Kadınları yaşamdan koparan şiddeti kökünden çözmek için ellerinden gelen her şeyi yaptıklarını, Cumhurbaşkanı Erdoğan'ın liderliğinde gerekli bütün adımları attıklarını dile getiren Göktaş, "Bugün yayınlanan Cumhurbaşkanlığı Genelgesi ile kadına yönelik şiddetle mücadeleyi çok yönlü ve bütüncül bir yaklaşımla ele alan düzenlemeleri hayata geçiriyoruz." dedi.
Bakan Göktaş, genelge ile Kadına Yönelik Şiddetle Mücadele Koordinasyon Kurulunu tüm taraflarıyla aktif kılan, daha kapsayıcı bir şekilde yeniden yapılandırdıklarını, şiddet faillerinin hak ettikleri cezaları almaları ile ilgili hukuki süreçleri sıkı bir şekilde takip ettiklerini söyledi.
Bu konuda tavırlarının çok net olduğunu vurgulayan Göktaş, şiddetle mücadelenin sıfır tolerans ilkesiyle kararlılıkla devam edeceğini belirtti.
Göktaş, bu mücadelede öncelikle yasal altyapıyı güçlendirdiklerini belirterek, şöyle devam etti:
"Aile içi şiddeti önlemeye yönelik 6284 Sayılı Kanunu'muzun özenle uygulanması için çok çaba sarf ettik. Kadın, çocuk ve aile bireylerinin maruz kaldığı, her türlü şiddet, istismar ve ihmal vakalarını 81 ildeki avukatlarımızla takip ediyor, mağdurlar için gereken tüm sosyal desteği sağlıyoruz. Tüm Türkiye'de kamu çalışanlarına, sivil toplum kuruluşlarına ve bütün paydaşlarımıza farkındalığı artırıcı eğitimler veriyoruz.

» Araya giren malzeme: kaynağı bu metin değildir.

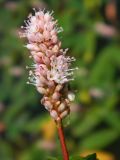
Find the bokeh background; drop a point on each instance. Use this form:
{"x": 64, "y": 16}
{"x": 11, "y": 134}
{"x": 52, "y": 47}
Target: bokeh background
{"x": 91, "y": 32}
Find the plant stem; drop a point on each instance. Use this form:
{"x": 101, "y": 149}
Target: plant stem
{"x": 62, "y": 141}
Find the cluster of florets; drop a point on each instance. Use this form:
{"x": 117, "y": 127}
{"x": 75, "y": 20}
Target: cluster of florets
{"x": 50, "y": 71}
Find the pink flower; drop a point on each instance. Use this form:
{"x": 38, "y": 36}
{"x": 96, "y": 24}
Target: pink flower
{"x": 51, "y": 70}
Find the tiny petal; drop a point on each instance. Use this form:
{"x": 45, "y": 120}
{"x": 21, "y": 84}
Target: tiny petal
{"x": 54, "y": 114}
{"x": 61, "y": 107}
{"x": 64, "y": 114}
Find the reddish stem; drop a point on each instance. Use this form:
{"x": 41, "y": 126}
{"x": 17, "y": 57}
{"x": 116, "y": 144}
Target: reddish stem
{"x": 62, "y": 141}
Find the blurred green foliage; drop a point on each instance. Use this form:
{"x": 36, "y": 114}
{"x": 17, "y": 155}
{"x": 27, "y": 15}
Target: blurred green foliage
{"x": 95, "y": 116}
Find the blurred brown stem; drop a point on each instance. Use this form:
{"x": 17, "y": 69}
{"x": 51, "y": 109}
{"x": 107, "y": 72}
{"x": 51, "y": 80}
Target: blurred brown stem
{"x": 62, "y": 140}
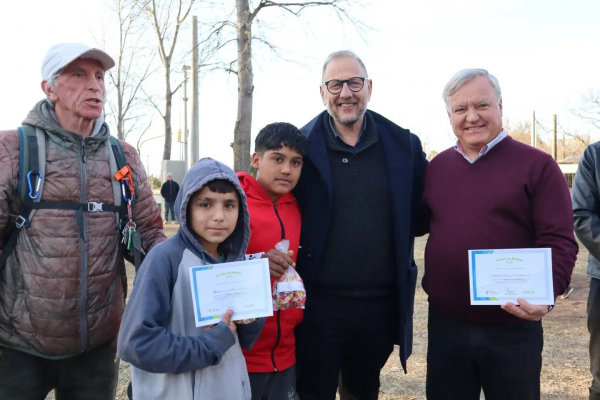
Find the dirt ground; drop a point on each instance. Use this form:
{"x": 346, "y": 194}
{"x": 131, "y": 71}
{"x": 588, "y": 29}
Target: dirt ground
{"x": 565, "y": 371}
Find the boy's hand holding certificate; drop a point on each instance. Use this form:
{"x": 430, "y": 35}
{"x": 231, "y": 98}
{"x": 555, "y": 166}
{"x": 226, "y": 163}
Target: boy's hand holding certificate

Bu eğitimlerimizle şimdiye kadar 4 milyondan fazla kişiye ulaştık."
Medyaya yansıyan görüntülere dikkati çeken Göktaş, ekranda gösterilen her türlü şiddetin izleyicilerin algısını şekillendirip normalleştirme riski taşıdığını söyledi.
Göktaş, popüler kültür tarafından kadına çizilen "çaresiz" ve "kurban" gibi imajları da kadının onuruna yönelik bir şiddet olarak görüp bunu reddettiklerini dile getirdi.
Şiddetin bireyi kendisinden, ailesinden, toplumdan ve medeniyetten uzaklaştırdığını ifade eden Göktaş, "Bu önemli hususa hazırladığımız bir kamu spotuyla dikkat çekmek istiyoruz; 'Şiddet uzaklaştırır.' Bizi insan kılan ve yakınlaştıran ise sevgi, saygı ve merhamettir." diye konuştu.
"Kadının Güçlenmesi Programına ayırdığımız bütçeyi yüzde 165 oranında artırarak işe başladık"
Bakan Göktaş, şiddete karşı Ulusal Eylem Planları ile kapsayıcı çözüm önerileri getirdiklerini belirterek, sözlerini şöyle sürdürdü:
"2024 yılı için Kadının Güçlenmesi Programı'na ayırdığımız bütçeyi yüzde 165 oranında artırarak işe başladık. Şu an ülke genelindeki 82 Şiddet Önleme ve İzleme Merkezlerimizle psikososyal destek ve rehberlik hizmeti veriyoruz. 2024 yılında Adana, Antalya, Bursa, İstanbul, İzmir, Konya ve Şanlıurfa'da yeni ŞÖNİM'leri hayata geçireceğiz. Ayrıca 410 sosyal hizmet merkezlerimiz içinde bulunan Şiddetle Mücadele İrtibat Noktası'yla kadınların sesine kulak veriyor, hiç vakit kaybetmeden gereğini yerine getiriyoruz. 17'si ihtisaslaştırılmış 149 kadın konukevimizde şiddet mağduru kadınlara güvenli bir ortam sunuyor, mesleki eğitimlerle onları güçlendiriyor ve hayata yeniden ümitle başlamalarını sağlıyoruz."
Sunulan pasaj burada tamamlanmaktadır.